TL;DR: We benchmarked two representative agent AI workload components, text embedding and text generation, on two Google Cloud Compute Engine Xeon-based CPU instances: N2 and C4. The results consistently show that C4 has 10x to 24x higher throughput than N2 for text embedding and 2.3x to 3.6x higher throughput than N2 for text generation. Considering the price, C4’s hourly rate is about 1.3 times that of N2. In this sense, C4 maintains a 7x to 19x TCO (total cost of ownership) advantage compared to N2 in text embedding and a 1.7x to 2.9x TCO advantage in text generation . This result shows that lightweight Agentic AI solutions can be deployed entirely on CPUs.
introduction
People believe that the next frontier in artificial intelligence is agent AI. The new paradigm uses the know-reason-action pipeline to combine the advanced reasoning and iterative planning capabilities of LLM with powerful contextual understanding enhancements. Context understanding capabilities are provided by tools such as vector databases and sensor inputs to build more context-aware AI systems that can autonomously solve complex multi-step problems. Additionally, LLM’s function-call capabilities allow AI agents to take direct actions, going far beyond chats provided by chatbots. Agentic AI offers exciting prospects for improving productivity and operations across industries.
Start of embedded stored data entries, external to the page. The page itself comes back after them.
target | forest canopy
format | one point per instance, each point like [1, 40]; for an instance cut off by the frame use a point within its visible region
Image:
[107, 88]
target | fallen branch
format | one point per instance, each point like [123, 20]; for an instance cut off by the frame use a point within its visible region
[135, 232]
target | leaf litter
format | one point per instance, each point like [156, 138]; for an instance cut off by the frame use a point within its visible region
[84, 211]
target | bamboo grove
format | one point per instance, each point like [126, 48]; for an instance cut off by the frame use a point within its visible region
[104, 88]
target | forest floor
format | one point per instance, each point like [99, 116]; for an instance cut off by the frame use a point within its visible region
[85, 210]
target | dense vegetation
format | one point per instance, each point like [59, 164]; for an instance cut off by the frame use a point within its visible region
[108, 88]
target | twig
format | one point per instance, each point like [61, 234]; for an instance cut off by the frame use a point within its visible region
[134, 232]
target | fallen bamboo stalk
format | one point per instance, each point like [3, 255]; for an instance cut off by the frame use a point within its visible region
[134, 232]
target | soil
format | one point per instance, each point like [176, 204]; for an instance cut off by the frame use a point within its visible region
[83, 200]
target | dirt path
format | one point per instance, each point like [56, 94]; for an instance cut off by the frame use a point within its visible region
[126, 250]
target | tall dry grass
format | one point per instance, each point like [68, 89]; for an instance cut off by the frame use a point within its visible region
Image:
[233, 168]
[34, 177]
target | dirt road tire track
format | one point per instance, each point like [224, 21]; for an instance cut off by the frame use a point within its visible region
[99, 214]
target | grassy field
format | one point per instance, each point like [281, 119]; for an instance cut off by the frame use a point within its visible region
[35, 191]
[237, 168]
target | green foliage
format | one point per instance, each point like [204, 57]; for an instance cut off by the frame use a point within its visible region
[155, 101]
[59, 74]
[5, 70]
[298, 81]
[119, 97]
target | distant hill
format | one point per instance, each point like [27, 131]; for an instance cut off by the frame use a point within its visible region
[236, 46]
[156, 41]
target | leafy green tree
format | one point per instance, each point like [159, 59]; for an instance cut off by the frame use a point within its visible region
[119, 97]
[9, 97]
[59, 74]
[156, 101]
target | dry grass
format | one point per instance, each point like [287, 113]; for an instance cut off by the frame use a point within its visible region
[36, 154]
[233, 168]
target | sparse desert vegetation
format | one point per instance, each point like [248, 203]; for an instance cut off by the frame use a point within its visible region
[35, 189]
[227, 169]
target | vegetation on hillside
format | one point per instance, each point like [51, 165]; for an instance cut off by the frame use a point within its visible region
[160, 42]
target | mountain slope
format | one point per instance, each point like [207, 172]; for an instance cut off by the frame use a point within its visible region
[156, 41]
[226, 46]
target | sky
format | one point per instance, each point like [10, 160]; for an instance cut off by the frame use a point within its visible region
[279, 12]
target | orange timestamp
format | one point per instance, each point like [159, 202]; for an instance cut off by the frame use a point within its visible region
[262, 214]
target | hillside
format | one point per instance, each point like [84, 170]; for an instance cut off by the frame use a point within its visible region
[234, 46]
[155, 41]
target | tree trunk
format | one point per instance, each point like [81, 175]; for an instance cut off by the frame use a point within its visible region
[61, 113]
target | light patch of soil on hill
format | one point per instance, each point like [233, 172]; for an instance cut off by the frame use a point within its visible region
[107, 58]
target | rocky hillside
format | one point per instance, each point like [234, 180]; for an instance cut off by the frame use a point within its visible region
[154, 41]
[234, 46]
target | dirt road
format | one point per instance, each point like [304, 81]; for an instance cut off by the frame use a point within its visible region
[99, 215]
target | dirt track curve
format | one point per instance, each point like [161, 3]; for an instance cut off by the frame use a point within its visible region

More and more people are introducing more and more tools into their agent AI systems, and most of these tools now run on the CPU. This raises concerns that this paradigm introduces non-negligible host accelerator traffic overhead. At the same time, model builders and vendors are building smaller yet more powerful small language models (SLMs), with the latest examples being Meta’s 1B and 3B llama3.2 models, advanced multilingual text generation and One example is the tool call function. Additionally, CPUs are evolving and starting to offer enhanced AI support, with the introduction of a new AI tensor accelerator, Intel Advanced Matrix Extensions (AMX), on 4th generation Xeon CPUs. Combining these three threads, it would be interesting to see the potential of a CPU that can host an entire agent AI system, especially when using SLM.
In this post, we benchmark two typical components of agent AI: text embedding and text generation, and compare the performance gains of each CPU generation for these two components. We selected Google Cloud Compute Engine C4 and N2 instances for comparison. The logic behind it is: C4 is powered by 5th generation Intel Xeon processors (codenamed Emerald Rapids), the latest generation of Xeon CPUs available on Google Cloud, and integrates Intel AMX for improved AI performance. N2 is powered by 3rd generation Intel Xeon processors (codenamed Ice Lake), the previous generation of Xeon CPUs on Google Cloud, and only has AVX-512 and no AMX. Demonstrates the benefits of AMX.
To measure performance, use Optimal Benchmark, Hugging Face’s unified benchmark library for multi-backends and multi-devices. Benchmarks are run on the optimum-intel backend. optimal-intel is a Hugging Face acceleration library for accelerating end-to-end pipelines on Intel architecture (CPU, GPU). The benchmark cases are as follows.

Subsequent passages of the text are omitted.